А.Я.:Можно ли рассматривать ваши стихи и романы в качестве художественных акций?
Д.А.П.:Все мои занятия происходят в общепринятых, конвенциональных рамках данного вида деятельности. Когда я пишу стихи и они попадают к читателям, которым совершенно безразлично, как именно и в сумме с чем они сосуществуют в пределах моей деятельности, то это просто стихи. Если роман попадает в руки к любителю романов, то есть такого вида текстов, ему совершенно необязательно знать, чем я там еще занимаюсь. Но для меня все эти виды деятельности являются частью большого проекта под названием ДАП — Дмитрий Александрович Пригов. Внутри же этого цельного проекта все виды деятельности играют чуть-чуть иную роль. То есть они есть некоторые указатели на ту центральную зону, откуда они все исходят. И в этом смысле они суть простые отходы деятельности этого центрального фантома. В будущем, может быть, возникнет специальная оптика для отслеживания данного фантома. Пока же она отсутствует, посему почти невозможно следить и запечатлевать эту центральную — фантомную, поведенческую, стратегическую — зону деятельности. Современное литературоведение обладает оптикой слежения только за текстами. А когда оно смотрит в эту самую обозначенную центральную зону, перед ним просто несфокусированное мутное пятно. Литературоведы не могут ничего разобрать. Посему они и занимаются отдельными окаменевшими текстами. Но если со временем наука или исследователи изобретут оптику, которая могла бы считывать вот эту центральную зону, тогда все остальное, как и было сказано, предстанет им как пусть порой и привлекательные и даже кажущиеся самоотдельными, но все-таки случайные отходы деятельности вот этой центральной зоны, где происходят основные поведенческие события. Возможно, все это лишь мои личные фантазмы — и слава Богу. Останутся какие-то там плохие или не очень плохие романы, стихи, картины.

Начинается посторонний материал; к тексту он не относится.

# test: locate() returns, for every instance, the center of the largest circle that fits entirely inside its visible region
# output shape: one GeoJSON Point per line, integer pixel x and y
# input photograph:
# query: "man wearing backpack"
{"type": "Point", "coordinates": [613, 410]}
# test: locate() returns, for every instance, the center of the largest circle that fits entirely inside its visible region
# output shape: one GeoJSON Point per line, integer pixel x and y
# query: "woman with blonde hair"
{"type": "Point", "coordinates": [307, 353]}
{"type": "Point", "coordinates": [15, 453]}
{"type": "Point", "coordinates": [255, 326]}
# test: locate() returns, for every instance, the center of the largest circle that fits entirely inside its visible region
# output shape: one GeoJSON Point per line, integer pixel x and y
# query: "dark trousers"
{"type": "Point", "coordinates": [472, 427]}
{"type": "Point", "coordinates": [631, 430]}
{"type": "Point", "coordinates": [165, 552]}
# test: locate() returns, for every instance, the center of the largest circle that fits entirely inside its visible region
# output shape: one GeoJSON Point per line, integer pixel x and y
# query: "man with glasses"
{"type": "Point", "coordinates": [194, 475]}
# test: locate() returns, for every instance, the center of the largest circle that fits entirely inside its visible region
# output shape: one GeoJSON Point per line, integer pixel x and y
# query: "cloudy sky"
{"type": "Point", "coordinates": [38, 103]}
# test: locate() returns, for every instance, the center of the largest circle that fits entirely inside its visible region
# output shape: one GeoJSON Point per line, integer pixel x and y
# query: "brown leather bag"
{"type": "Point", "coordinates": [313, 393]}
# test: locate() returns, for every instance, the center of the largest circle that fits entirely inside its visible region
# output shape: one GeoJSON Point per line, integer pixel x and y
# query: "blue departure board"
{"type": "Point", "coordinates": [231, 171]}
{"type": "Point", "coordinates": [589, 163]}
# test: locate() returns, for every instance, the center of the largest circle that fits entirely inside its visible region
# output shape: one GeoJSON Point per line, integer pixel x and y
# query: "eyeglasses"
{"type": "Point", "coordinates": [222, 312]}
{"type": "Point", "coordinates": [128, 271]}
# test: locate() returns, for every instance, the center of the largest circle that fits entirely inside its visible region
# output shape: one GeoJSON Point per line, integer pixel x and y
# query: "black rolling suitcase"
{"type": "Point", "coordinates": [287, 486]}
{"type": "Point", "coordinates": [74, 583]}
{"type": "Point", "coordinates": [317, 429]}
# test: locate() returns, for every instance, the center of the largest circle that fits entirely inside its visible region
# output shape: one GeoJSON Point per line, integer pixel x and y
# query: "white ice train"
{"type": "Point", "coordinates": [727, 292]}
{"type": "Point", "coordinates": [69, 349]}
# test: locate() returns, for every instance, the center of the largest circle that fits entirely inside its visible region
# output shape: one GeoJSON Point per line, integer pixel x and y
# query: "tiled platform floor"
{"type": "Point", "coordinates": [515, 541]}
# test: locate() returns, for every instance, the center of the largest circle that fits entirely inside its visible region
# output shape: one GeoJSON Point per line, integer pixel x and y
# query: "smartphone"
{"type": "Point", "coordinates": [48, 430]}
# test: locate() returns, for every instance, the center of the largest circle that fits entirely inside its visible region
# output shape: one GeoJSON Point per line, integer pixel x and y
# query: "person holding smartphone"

А.Я.:В последнее время появилось много текстов, написанных художниками, — такими, как Файбисович, Брускин, Пивоваров. Что вы можете сказать об этом явлении?
Д.А.П.:Прежде всего, я хочу обратить внимание на то, что круг перечисленных имен сразу локализуется в очень небольшом секторе — концептуализма или постконцептуализма. Это художники, которые и до написания данных текстов и публикации их в качестве литературных произведений всегда работали с языком. Язык и всевозможные писания входили в их изобразительные проекты. Скажем, у Кабакова все его инсталляции переполнены текстами, которые надо читать, двигаясь внутри инсталляции. Огромное количество текстов. У Пивоварова также есть альбомы текстов с рисунками. У Пепперштейна 50 % его работ — просто вербальные, Брускин — тоже изначально вводит надписи в свои работы, а в одной из работ он просто использует тексты Рубинштейна. Соответственно, когда я работаю над своими визуальными проектами, тоже включаю туда огромное количество вербального материала. Таким образом, тексты всегда присутствовали в работах этих художников, но они всегда были обозначаемы как принадлежащие к сфере визуального искусства, были назначаемы объектами визуального искусства. Сейчас же просто те же самые художники взяли подобные тексты, назначили их литературными произведениями и публикуют в подобном качестве. То есть у этой группы художников просто несколько иное отношение к языку.
Известны многочисленные случаи литературного творчества художников всех времен — но это другой тип литературного творчества. Для «традиционных» авторов вполне самоотдельны их литературные и художественные произведения. Это как инженер может тоже, к примеру, писать. Или летчик полетал, полетал и написал роман. У названных же художников текст имеет совсем другой смысл. Текст у них не отделен, он не существует в другой, невизуальной сфере — это их постоянный род деятельности, это постоянная их забота именно в пределах работы в визуальном искусстве.
А.Я.:У этих художников всегда присутствовал в творчестве текст — как составная часть их самовыражения?
Д.А.П.:Ну, только когда они занялись концептуальной деятельностью, которая позволяла и даже потребовала присутствия текстов внутри визуальных объектов. Если не заниматься концептуальным искусством, то вся визуальность вполне и даже очень отделена от вербальности. В пределах этого понимания изобразительного искусства вербальность присутствует только в текстах искусствоведов либо в пояснениях самого художника.